Some specialists instruct patients to stop the supplement a few days earlier, such as 2 to 7 days before stimulation begins. This slight variation in timing allows for a brief washout period before the final stages of follicular growth begin in earnest. The overarching principle is that DHEA’s work—optimizing the early follicular environment—is considered complete once the cycle moves into the active stimulation phase. Patients must confirm their specific cutoff date with their fertility specialist, as standardized protocols can vary slightly between clinics and based on individual patient response.
The standard daily dose of DHEA for fertility purposes is often 75 mg, taken in three divided doses. This dosage is monitored with regular blood tests for DHEA-S and testosterone to ensure levels remain within a target range. If a patient’s androgen levels are already satisfactory, the dose may be lower, which may also influence the exact timing of cessation.
Biological Reasons for the Stop Date
The decision to discontinue DHEA at the start of stimulation is rooted in the distinct biological needs of the follicle at different maturation stages. The beneficial effects of DHEA, mediated by its conversion to androgens, are most effective during the initial, gonadotropin-independent stages of follicular development. This early presence of androgens helps recruit and prepare the follicles that will eventually be stimulated.

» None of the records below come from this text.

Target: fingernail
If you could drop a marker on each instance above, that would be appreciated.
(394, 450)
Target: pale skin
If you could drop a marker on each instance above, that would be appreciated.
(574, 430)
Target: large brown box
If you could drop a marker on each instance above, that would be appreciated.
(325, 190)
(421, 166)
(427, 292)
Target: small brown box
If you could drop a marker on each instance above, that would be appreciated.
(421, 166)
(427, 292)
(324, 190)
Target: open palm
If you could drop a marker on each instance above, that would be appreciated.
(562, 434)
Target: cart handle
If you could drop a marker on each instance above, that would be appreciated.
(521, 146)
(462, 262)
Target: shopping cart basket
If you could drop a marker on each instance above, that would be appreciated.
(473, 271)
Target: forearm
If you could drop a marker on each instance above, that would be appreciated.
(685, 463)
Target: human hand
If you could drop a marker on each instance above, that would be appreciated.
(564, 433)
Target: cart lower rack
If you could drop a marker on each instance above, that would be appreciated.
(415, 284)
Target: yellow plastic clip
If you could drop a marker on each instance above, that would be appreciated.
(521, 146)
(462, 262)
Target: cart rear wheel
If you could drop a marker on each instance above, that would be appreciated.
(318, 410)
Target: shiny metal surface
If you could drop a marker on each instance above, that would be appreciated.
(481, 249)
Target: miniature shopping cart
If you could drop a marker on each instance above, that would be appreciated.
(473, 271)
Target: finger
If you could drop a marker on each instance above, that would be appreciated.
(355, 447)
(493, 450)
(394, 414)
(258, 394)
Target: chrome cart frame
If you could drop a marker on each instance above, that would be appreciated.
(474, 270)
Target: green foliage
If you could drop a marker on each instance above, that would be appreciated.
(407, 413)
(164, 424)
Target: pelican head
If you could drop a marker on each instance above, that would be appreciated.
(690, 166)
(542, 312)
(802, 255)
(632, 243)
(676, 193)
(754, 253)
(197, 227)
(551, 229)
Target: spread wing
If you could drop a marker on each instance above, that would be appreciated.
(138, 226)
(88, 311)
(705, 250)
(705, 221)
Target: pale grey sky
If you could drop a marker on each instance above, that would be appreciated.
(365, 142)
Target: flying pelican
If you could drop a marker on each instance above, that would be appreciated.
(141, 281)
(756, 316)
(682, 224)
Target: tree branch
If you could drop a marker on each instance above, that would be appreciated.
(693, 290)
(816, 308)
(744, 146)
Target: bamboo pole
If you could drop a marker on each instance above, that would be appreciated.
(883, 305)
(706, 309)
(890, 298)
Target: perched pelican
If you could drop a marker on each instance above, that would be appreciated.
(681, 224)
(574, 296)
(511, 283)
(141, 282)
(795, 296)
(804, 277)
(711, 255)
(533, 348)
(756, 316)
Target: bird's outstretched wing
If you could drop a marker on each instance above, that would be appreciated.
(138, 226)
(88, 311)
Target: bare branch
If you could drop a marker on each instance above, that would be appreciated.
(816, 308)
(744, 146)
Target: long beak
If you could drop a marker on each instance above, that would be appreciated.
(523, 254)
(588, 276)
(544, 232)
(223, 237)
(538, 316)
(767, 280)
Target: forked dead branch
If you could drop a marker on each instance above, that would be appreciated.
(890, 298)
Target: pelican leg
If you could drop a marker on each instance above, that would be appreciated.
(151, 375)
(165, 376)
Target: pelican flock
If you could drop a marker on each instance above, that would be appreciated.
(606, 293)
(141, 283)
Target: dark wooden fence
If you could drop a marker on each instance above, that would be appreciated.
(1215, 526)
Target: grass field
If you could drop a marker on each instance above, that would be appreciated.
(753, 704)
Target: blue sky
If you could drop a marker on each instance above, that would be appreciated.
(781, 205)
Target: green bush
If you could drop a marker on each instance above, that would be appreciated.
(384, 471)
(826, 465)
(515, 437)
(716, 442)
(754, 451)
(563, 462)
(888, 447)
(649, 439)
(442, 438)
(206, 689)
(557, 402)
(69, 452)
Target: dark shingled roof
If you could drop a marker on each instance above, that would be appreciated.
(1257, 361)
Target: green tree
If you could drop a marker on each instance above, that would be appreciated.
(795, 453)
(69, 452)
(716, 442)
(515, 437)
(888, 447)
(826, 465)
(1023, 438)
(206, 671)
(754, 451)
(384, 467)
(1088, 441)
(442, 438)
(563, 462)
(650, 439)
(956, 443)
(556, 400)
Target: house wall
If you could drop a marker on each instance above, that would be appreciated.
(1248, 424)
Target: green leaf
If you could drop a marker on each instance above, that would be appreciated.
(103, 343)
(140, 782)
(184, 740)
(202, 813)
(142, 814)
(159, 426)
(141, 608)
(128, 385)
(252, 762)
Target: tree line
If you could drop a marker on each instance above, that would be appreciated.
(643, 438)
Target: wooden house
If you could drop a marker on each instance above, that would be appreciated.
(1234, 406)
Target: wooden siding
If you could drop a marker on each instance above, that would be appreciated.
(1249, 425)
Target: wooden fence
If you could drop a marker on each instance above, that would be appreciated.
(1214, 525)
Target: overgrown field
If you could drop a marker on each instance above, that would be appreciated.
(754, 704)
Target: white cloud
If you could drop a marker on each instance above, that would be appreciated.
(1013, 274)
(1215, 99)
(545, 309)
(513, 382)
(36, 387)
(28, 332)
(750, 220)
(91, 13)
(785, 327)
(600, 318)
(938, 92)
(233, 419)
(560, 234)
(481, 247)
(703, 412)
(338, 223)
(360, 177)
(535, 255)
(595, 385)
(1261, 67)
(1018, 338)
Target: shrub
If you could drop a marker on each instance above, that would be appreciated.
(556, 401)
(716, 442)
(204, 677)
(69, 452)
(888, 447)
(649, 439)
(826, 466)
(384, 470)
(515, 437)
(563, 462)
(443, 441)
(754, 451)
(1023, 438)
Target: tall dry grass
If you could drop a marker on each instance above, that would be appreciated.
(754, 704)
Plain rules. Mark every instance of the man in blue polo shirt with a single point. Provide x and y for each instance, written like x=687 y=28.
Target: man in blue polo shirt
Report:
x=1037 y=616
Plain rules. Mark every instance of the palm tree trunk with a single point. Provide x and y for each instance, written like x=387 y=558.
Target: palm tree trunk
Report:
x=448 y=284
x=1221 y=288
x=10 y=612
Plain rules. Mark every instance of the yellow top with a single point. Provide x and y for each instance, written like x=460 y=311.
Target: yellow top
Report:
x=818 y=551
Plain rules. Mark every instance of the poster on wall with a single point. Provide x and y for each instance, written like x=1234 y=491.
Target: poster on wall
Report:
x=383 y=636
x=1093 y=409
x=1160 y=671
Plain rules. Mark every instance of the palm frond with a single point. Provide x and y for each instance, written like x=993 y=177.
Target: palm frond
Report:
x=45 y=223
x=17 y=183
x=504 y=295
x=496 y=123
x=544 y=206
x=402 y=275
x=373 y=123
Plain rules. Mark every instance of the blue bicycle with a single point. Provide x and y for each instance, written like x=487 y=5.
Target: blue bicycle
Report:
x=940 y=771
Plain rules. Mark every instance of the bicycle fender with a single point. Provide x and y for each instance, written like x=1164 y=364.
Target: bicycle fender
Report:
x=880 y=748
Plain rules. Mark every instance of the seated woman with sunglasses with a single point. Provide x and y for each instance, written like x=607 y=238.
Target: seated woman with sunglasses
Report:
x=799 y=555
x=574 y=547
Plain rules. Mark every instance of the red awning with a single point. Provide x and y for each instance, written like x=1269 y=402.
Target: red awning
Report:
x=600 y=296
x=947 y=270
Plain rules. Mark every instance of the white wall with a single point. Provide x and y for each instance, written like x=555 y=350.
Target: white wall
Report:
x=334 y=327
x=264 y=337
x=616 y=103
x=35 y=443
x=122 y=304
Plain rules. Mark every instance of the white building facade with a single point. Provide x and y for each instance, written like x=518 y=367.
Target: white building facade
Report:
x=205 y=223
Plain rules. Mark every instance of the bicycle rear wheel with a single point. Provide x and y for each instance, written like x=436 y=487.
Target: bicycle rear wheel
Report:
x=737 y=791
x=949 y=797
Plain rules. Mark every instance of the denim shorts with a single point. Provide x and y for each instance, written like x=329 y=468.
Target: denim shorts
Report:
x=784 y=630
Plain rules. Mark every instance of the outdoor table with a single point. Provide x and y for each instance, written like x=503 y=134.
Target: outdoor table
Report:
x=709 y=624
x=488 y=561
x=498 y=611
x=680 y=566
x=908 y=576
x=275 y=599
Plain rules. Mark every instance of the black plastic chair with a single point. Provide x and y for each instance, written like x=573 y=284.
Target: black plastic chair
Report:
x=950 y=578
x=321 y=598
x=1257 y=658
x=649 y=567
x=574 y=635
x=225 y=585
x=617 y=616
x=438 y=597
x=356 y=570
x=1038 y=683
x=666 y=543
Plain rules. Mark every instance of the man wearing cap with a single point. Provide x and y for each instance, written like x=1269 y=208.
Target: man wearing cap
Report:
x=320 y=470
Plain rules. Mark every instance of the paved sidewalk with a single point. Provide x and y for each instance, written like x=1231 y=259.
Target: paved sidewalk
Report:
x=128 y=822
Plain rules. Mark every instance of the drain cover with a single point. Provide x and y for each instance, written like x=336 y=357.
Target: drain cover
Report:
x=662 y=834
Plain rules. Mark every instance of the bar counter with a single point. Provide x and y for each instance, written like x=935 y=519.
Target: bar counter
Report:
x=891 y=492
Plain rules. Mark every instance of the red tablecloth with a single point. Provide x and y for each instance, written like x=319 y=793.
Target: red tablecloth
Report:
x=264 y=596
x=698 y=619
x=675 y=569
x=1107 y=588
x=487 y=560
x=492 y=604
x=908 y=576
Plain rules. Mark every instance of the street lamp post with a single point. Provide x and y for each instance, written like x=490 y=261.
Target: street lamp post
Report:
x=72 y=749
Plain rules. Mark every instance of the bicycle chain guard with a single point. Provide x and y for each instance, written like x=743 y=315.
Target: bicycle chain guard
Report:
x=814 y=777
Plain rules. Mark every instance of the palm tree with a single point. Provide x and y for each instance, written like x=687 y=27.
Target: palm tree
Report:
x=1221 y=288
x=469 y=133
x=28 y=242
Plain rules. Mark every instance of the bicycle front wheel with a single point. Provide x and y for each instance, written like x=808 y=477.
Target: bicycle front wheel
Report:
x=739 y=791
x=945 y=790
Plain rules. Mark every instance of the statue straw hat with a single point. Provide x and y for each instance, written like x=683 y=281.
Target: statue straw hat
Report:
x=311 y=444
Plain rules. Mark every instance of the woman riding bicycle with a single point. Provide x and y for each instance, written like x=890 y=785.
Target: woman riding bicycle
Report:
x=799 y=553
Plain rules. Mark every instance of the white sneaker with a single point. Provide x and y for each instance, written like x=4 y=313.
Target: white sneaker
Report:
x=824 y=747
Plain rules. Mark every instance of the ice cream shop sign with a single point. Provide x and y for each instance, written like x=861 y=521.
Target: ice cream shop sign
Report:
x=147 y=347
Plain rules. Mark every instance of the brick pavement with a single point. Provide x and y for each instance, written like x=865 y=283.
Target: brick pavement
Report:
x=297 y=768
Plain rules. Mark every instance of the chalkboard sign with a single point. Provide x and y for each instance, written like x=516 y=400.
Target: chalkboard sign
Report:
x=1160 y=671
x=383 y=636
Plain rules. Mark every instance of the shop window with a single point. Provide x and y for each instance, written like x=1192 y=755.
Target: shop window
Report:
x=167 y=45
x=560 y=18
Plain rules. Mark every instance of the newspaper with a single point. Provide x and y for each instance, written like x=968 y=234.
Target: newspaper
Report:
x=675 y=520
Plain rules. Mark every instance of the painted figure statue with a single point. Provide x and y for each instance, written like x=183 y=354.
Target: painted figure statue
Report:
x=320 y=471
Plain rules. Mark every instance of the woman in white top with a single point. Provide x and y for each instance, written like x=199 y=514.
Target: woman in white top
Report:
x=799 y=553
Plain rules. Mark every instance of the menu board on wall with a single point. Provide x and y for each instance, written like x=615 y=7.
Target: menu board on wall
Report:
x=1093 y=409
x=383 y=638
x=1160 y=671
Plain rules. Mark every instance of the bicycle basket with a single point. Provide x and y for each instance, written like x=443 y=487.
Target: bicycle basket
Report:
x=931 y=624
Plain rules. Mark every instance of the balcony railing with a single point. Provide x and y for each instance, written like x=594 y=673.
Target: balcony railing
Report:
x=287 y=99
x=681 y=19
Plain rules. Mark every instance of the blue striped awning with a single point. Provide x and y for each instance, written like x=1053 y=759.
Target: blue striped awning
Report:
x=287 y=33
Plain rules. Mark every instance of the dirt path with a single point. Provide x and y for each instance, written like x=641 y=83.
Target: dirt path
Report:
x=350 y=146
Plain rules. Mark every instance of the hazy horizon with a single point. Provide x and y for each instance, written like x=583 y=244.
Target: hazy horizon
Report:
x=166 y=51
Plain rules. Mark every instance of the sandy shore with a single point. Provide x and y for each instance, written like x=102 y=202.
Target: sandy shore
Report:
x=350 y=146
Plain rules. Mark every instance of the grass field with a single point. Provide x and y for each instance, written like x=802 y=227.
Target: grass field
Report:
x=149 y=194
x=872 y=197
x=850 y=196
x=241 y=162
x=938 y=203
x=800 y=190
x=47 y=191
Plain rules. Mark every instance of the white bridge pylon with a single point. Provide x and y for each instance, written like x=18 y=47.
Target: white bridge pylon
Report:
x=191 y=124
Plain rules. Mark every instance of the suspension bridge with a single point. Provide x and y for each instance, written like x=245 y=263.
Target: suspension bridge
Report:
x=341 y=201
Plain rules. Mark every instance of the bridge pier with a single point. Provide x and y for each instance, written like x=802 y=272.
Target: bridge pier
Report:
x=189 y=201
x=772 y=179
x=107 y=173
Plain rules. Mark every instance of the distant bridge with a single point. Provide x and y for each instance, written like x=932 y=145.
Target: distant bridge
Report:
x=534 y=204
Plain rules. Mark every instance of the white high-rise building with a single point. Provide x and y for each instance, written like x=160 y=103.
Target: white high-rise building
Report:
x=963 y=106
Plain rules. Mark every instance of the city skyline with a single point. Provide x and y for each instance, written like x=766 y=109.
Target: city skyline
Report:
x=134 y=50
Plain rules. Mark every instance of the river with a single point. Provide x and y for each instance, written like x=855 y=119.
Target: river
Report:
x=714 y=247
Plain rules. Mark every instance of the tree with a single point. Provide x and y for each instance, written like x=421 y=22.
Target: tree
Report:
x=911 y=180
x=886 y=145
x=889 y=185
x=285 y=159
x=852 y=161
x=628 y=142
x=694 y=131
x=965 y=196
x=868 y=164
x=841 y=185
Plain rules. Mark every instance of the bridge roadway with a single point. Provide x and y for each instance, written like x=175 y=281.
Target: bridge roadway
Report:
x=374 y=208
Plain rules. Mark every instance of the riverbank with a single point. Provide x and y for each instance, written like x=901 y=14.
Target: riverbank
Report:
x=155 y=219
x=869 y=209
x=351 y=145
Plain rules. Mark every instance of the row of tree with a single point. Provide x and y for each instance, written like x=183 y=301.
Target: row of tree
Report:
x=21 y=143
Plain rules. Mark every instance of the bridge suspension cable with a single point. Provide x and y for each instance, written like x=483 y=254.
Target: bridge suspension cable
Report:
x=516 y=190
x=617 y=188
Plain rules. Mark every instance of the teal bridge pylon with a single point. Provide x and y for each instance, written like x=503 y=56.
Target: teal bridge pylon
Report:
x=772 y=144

Once the follicles become responsive to injectable gonadotropins, the hormonal environment must shift. High levels of androgens, which are encouraged by DHEA, can potentially become counterproductive during the later, gonadotropin-dependent phase of growth. Excessive androgen exposure at this later stage may interfere with the final delicate balance of hormones required for optimal egg maturation and quality.
DHEA is also associated with androgenic side effects, such as acne and oily skin, which are directly related to the elevated testosterone levels it produces. Stopping the supplement prevents the continued buildup of these hormones during the stimulation and retrieval period. Halting DHEA allows the body’s endogenous hormonal machinery to support the final growth spurt of the selected follicles under the influence of the prescribed stimulation medications.
DHEA Use After Egg Retrieval and During Pregnancy
Following the cessation of DHEA at the start of stimulation, the supplement is not typically resumed after the egg retrieval procedure. Once the eggs are collected, the primary goal of the IVF cycle shifts to embryo transfer and implantation. The hormonal environment required for supporting an early pregnancy is fundamentally different from the one needed for ovarian priming.
There is insufficient data on the safety and necessity of continuing DHEA during confirmed pregnancy. Due to the lack of extensive studies on fetal safety, and because DHEA’s main therapeutic action—ovarian priming—is complete, the established clinical consensus is to discontinue the supplement entirely once a positive pregnancy test is achieved. Continuation past the stimulation phase is rare and would only be under a highly specific, monitored clinical instruction from a reproductive endocrinologist.
The final decision to permanently stop DHEA supplementation is usually made either at the start of the ovarian stimulation phase or upon confirmation of a viable, ongoing pregnancy. This approach ensures that the supplement is used only during the window where its effects are biologically advantageous, while minimizing any potential risks associated with its continued use during the sensitive phases of embryo transfer and gestation.